CRSP Link®
Overview
CRSP and Compustat data are commonly linked to match CRSP event and market data history with Compustat fundamental and supplemental data. Because of different identification conventions, universes, available historical information, and conventions unique to each organization, linking is not a straightforward process. Through using the CRSP Link, a data array which contains a history of links using CRSP and Compustat identifiers, subscribers may accurately combine CRSP and Compustat data into a single source of clean, reliable data.
Compustat Xpressfeed provides new security level data requiring adjustments to the linking process between CRSP and Compustat databases. Previously, Compustat included one security per record. Now all securities are available with a new identifier, IID, which can be used along with GVKEY to permanently identify all securities tracked by Compustat, and marker items that identify the security that Compustat considers Primary.
CRSP provides two views of the data through the CRSP Link. While the standard form is the native data and linking information that is organized by Compustat GVKEY, CRSP provides tools to use the link to build CRSP-centric records linked by PERMNO, as needed.
Identifiers used by the link:
- GVKEY
Compustat’s permanent company identifier.
- IID
Compustat’s permanent issue identifier. An identifying relationship exists between IID and GVKEY. Both must be accessed as a pair to properly identify a Compustat security. One GVKEY can have multiple IIDs.
-
Because Compustat company data ranges can extend earlier than security ranges, there may be some time periods with no identified IID for a GVKEY. In these cases, CRSP assigns a dummy IID ending in “X” as a placeholder in the link. This range may or may not be associated with a CRSP PERMNO, but there is no Compustat security data found during the range when no IID is assigned.
- PRIMISS
Compustat provides a primary marker indicating which security is considered primary for a company at a given time.
- PERMCO
CRSP’s permanent company identifier.
- PERMNO
CRSP’s permanent issue identifier. There is a non-identifying relationship between PERMNO and PERMCO. One PERMNO belongs to only one PERMCO. One PERMCO can have one or more PERMNOs.
The Linking Process
Prior to the introduction of Xpressfeed, Compustat included only one security per record. The links between CRSP and Compustat were between CRSP PERMNO and Compustat GVKEY. Because PERMNO is a security identifier and GVKEY is a company identifier, the linking could be a many to one relationship. More than one PERMNO may be linked to a single GVKEY.

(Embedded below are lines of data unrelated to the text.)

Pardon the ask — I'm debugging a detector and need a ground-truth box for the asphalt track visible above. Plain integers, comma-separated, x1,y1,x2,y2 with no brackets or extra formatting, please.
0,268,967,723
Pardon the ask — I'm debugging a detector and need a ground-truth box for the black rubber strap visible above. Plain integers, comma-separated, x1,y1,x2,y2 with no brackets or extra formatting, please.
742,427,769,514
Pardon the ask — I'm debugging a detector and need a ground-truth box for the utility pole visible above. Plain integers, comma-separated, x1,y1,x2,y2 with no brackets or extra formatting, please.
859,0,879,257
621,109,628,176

CRSP addressed the security links in phases. The initial phase addressed security links for issues after mid-April in 2007, for that was when the first Compustat security-level information was available. In this phase, links prior to this time were maintained by using the old CST link information as a foundation onto which updates and refinements were applied.
The primary goal of the second phase of building the security links was to remove the April 2007 starting limitation to the security-based links and move to a full security link history. Once the full security history was built, it would be used to generate company –based historical linking broken down into primary issue ranges and indicators.
This process is laborious and demanding of CRSP researchers and programmers. The new links are reflected beginning with the release of the 200806 annual (CMX200806) and the 200810 monthly and quarterly (CMX200810) release.
Native Link Access
The native link, accessing data using GVKEY, GVKEY.IID, and GVKEYX is used to access all Compustat data including index data, Canadian records, and off-exchange ranges that cannot be directly linked to CRSP securities. The native link reads Compustat data as organized and identified by Compustat identifiers and can choose the CRSP data associated with those records. Decisions on handling overlaps or soft links are left to the user.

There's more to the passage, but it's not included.